Britain's economy did not perform as well as first thought in the third quarter, according to the Office for National Statistics (ONS), and public borrowing soared by more than expected in November pushing the country's budget deficit higher.
As it stands, public debt is now £1.08tn, which is equivalent to 68.5 percent of GDP - the highest ratio in over 40 years.
Third quarter GDP has been revised down to 0.9 percent from initial estimates of 1 percent expansion, as the country emerged from recession after getting a boost from the London 2012 Olympics and a quirk in the data.
Both the service and manufacturing sectors saw their output revised down for the third quarter, though the construction sector was re-estimated to a slower contraction.
Public sector net borrowing was £17.5bn in November, up £1.2bn on the same month the year before.

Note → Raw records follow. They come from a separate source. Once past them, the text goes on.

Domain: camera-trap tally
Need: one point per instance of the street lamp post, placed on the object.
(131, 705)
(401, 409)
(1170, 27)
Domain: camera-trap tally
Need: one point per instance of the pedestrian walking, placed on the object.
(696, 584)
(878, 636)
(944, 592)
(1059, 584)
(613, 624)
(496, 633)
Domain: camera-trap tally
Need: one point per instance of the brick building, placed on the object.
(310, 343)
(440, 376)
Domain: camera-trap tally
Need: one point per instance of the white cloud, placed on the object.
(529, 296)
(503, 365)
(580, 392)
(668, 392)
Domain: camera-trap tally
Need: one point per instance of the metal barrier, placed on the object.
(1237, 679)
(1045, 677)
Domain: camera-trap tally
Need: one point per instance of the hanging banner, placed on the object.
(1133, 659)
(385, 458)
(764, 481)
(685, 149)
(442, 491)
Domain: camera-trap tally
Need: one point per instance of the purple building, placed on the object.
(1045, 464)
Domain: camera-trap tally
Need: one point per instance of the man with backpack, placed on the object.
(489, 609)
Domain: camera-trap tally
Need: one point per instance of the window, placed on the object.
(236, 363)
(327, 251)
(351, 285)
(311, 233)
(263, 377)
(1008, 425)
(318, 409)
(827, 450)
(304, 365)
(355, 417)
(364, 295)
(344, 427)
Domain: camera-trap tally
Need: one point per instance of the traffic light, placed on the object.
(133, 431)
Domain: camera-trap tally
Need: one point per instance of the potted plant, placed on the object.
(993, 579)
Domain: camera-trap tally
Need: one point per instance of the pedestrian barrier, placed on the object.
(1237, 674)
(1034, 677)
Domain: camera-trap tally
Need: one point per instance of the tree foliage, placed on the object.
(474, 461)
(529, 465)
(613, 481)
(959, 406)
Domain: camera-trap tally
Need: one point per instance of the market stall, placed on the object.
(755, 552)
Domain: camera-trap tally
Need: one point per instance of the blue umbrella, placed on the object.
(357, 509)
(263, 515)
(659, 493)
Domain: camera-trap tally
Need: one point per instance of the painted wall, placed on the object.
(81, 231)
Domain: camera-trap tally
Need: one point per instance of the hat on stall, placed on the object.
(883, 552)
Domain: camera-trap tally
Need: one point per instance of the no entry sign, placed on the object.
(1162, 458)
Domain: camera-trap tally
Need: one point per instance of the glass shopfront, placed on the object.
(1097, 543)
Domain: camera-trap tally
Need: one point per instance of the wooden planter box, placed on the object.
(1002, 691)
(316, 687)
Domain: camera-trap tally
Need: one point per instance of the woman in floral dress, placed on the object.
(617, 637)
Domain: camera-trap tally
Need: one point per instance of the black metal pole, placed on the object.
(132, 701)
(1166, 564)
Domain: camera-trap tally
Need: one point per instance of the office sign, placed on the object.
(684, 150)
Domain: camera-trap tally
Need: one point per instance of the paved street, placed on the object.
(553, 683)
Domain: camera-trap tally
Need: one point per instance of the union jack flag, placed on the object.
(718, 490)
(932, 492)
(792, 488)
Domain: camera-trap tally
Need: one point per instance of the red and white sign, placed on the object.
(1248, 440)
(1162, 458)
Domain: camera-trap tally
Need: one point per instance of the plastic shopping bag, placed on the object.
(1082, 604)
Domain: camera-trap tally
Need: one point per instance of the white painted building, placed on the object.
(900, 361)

The ONS also reported that the public sector current budget deficit was £15.8bn in November, a £1bn rise on November 2011.
Increased economic activity during the London 2012 Olympic Games, as well as the data correcting itself from anomalous lost output due to the one-off extra public holiday for the Queen's Diamond Jubilee, sent the GDP reading soaring in the third quarter.
However underlying growth remains flat, as evidence by the figure being revised down.
Chancellor George Osborne has already admitted that he will miss his fiscal target of bringing debt down as a percentage of GDP by 2015/16.
This admission has raised the spectre of a downgrade for the UK's AAA-rated public finances.
Weak economic output and falling tax receipts has pushed up borrowing, something Osborne had not anticipated, complicating the government's austerity programme which will now be deeper and extend for a longer period of time than had originally been planned.
HMRC figures reveal that tax receipts have tumbled across the year in November, when they collected £33.56bn.
It is down from the previous November's £35.63bn.